Newsletter & Kolumnen von Avanti Papi


Kolumne "Fritz und Fränzi" August 2009

„Hei, ist der süss!“ Oft hört man solche Ausrufe des Entzückens, wenn Grosis ihre Enkel sehen. Doch könnte dieses Kompliment fast genauso oft dem Schleckstengel gelten, welchen der Enkel vom Grosi bekommen hat. Das Bekunden der Kinderliebe mit Süssigkeiten war mir noch nie geheuer. Doch richtig aufgeschreckt wurde ich durch einen Artikel, der laut WHO besagt, dass in der westlichen Welt heute eine Generation heranwächst, die wegen falscher Ernährung und Bewegungsmangel eine niedrigere Lebenserwartung hat als ihre Eltern. So entstand die Idee zu unserer berühmt-berüchtigten «zuckerfreien Woche». Die Regeln sind denkbar einfach: Eine Woche lang keine Nahrungsmittel zu sich nehmen, denen Zucker zugesetzt wurde. Alles, was von Natur aus Zucker enthält, ist nach wie vor erlaubt. Nichts leichter als das, wird der geneigte Leser nun sagen, und ich muss gestehen, dass auch ich so dachte.

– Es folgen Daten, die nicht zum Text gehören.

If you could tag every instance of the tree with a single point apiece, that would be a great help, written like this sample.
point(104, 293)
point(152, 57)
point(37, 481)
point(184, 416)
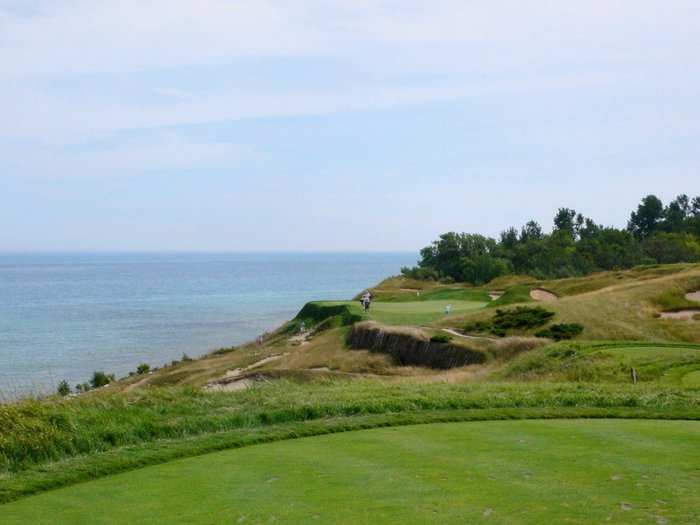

Die erste Hürde war jedoch ein Besuch beim Grosi, welcher mich umgehend dazu brachte, die «zuckerfreie Woche» um einen Tag zu verschieben. Danach ging es zwei Tage ganz gut, bis wir mit unseren Nachbarn in eine Pizzeria gingen. Dort war ich es, der in die zweite Zuckerfalle tappte: ein Panache! Bier ist wohl zuckerfrei, nicht aber das beigemischte Citro (etwa 7 Würfelzucker pro Stange!). Ganz stolz war ich aber dann, als meine beiden Jungs auf ein Dessert verzichteten und die Schöggeli, welche sie vom überschwänglich netten italienischen Personal bekommen hatten, zu Hause brav in einer Schublade versorgten. Allerdings musste ich mit ihnen abmachen, dass es nach der «zuckerfreien Woche» einen Jokertag gibt, an welchem sie die in der Schublade gesammelten Süssigkeiten essen dürfen; zum Glück lassen sich Glace im Sommer nicht in einer Schublade lagern.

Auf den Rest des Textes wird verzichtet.